From owner-freebsd-threads@FreeBSD.ORG  Thu Oct 28 19:53:16 2004
Return-Path: <owner-freebsd-threads@FreeBSD.ORG>
Delivered-To: freebsd-threads@freebsd.org
Received: from mx1.FreeBSD.org (mx1.freebsd.org [216.136.204.125])
	by hub.freebsd.org (Postfix) with ESMTP id 6F41B16A4CE
	for <threads@FreeBSD.org>; Thu, 28 Oct 2004 19:53:16 +0000 (GMT)
Received: from mail5.speakeasy.net (mail5.speakeasy.net [216.254.0.205])
	by mx1.FreeBSD.org (Postfix) with ESMTP id 2845E43D3F
	for <threads@FreeBSD.org>; Thu, 28 Oct 2004 19:53:16 +0000 (GMT)
	(envelope-from jhb@FreeBSD.org)
Received: (qmail 28649 invoked from network); 28 Oct 2004 19:53:15 -0000
Received: from dsl027-160-063.atl1.dsl.speakeasy.net (HELO server.baldwin.cx)
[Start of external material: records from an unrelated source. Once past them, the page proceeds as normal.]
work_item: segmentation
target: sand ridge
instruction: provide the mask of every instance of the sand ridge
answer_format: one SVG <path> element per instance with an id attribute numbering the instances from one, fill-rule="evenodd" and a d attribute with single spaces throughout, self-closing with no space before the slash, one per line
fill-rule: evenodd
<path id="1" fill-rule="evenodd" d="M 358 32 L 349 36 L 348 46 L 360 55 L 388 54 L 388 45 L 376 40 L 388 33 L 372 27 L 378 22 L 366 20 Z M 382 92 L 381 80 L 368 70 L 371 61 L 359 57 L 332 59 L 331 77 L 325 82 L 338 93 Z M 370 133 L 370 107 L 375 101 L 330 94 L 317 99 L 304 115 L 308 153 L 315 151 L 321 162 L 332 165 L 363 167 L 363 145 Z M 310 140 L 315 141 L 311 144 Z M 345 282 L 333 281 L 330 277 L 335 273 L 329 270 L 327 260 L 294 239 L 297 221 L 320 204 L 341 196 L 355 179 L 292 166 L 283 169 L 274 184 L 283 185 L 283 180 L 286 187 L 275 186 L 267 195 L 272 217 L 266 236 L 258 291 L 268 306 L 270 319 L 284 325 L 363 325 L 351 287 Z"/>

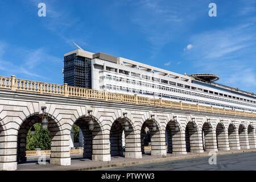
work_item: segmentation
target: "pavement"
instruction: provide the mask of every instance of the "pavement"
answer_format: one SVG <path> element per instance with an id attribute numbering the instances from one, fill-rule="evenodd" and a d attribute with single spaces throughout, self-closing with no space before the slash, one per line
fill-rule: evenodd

	([216.27.160.63])          (envelope-sender <jhb@FreeBSD.org>)
	encrypted SMTP
	for <threads@FreeBSD.org>; 28 Oct 2004 19:53:14 -0000
Received: from [10.50.40.221] (gw1.twc.weather.com [216.133.140.1])
	(authenticated bits=0)
	by server.baldwin.cx (8.12.11/8.12.11) with ESMTP id i9SJqvEI030410;
	Thu, 28 Oct 2004 15:52:59 -0400 (EDT)
	(envelope-from jhb@FreeBSD.org)
From: John Baldwin <jhb@FreeBSD.org>
To: Daniel Eischen <deischen@FreeBSD.org>
Date: Thu, 28 Oct 2004 15:54:07 -0400
User-Agent: KMail/1.6.2
References: <Pine.GSO.4.43.0410271826590.239-100000@sea.ntplx.net>
In-Reply-To: <Pine.GSO.4.43.0410271826590.239-100000@sea.ntplx.net>
MIME-Version: 1.0
Content-Disposition: inline
Content-Type: text/plain;
  charset="iso-8859-1"
Content-Transfer-Encoding: 7bit
Message-Id: <200410281554.07222.jhb@FreeBSD.org>
X-Spam-Checker-Version: SpamAssassin 2.63 (2004-01-11) on server.baldwin.cx
cc: threads@FreeBSD.org
Subject: Re: Infinite loop bug in libc_r on 4.x with condition variables and
	signals
X-BeenThere: freebsd-threads@freebsd.org
X-Mailman-Version: 2.1.1
Precedence: list
List-Id: Threading on FreeBSD <freebsd-threads.freebsd.org>
List-Unsubscribe: <http://lists.freebsd.org/mailman/listinfo/freebsd-threads>,
	<mailto:freebsd-threads-request@freebsd.org?subject=unsubscribe>
List-Archive: <http://lists.freebsd.org/pipermail/freebsd-threads>
List-Post: <mailto:freebsd-threads@freebsd.org>
List-Help: <mailto:freebsd-threads-request@freebsd.org?subject=help>
List-Subscribe: <http://lists.freebsd.org/mailman/listinfo/freebsd-threads>,
	<mailto:freebsd-threads-request@freebsd.org?subject=subscribe>
X-List-Received-Date: Thu, 28 Oct 2004 19:53:16 -0000

On Wednesday 27 October 2004 06:30 pm, Daniel Eischen wrote:
> On Wed, 27 Oct 2004, John Baldwin wrote:
> > On Thursday 21 October 2004 07:04 pm, Daniel Eischen wrote:
> > > On Thu, 21 Oct 2004, John Baldwin wrote:
> > > > The behavior seems more to be this:
> > > >
> > > > - thread does pthread_cond_wait*(c1)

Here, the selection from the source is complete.